Ted Dziuba has an interesting article on what he calls Taco Bell Programming; it’s worth reading – there is a lot of value in the concept he’s promoting. I had some concerns about the practicality of the approach, so I ran some tests.

I produced a 297MB file containing 20 million lines of more-or-less random data:

ruby -e '20000000.times { |x| 
  puts "#{x}03#{rand(1000000)}" 
}' > bigfile.txt

Then I ran:

cat bigfile.txt |
  gawk -F '03' '{print $1, $0}' |
  xargs -n2 -P7 printf "%s -- %sn" > newfile.txt

This is a baseline; a data producer, such as pulling from a database, is going to produce data more slowly than cat, and printf is going to write lines more quickly than whatever we’re doing to process the data. Here are the results:

P	Time
7	68m
3	88m
1	241m

xargs was doing all of the work in this test, as far as top could tell, but the multiple processing helped. This confirmed my suspicions: xargs is having to spawn off a new Linux process for every line, which is not cheap. For comparison, a similar program written in Erlang (not known as being the fastest language in the world) was able to process the same amount of data, on a machine with half as many cores, in 20 minutes. In addition, the machine that it was running on was also: (1) running a process which was pulling data from a SqlServer database, itself, consuming 90% of a core, (2) inserting the results into a MongoDB database, and (3) running the MongoDB server that was being inserted into. So: half the resources, doing much more work, and it still runs over 3x as fast.

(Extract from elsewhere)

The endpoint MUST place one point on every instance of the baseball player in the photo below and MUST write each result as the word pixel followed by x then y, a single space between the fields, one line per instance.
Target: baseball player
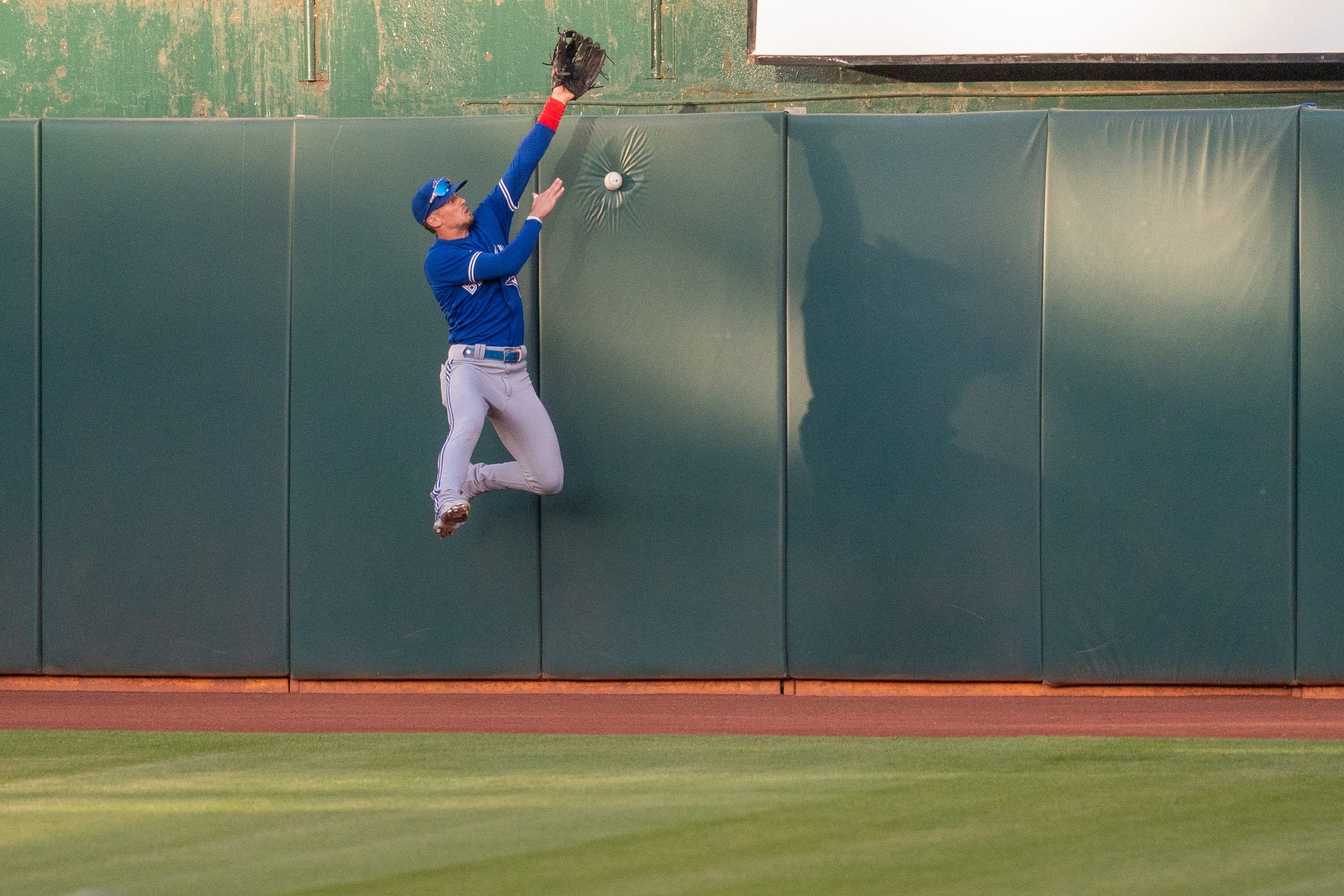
pixel 472 268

Ted’s main point – that code is a liability – is still valid, and it’s always useful starting out a project asking yourself how you could solve your problem with such tools. However, take such approaches with a grain of salt; if you can afford lackluster performance, it’s probably a worthwhile solution. If performance is any sort of consideration, you may need to seek other solutions.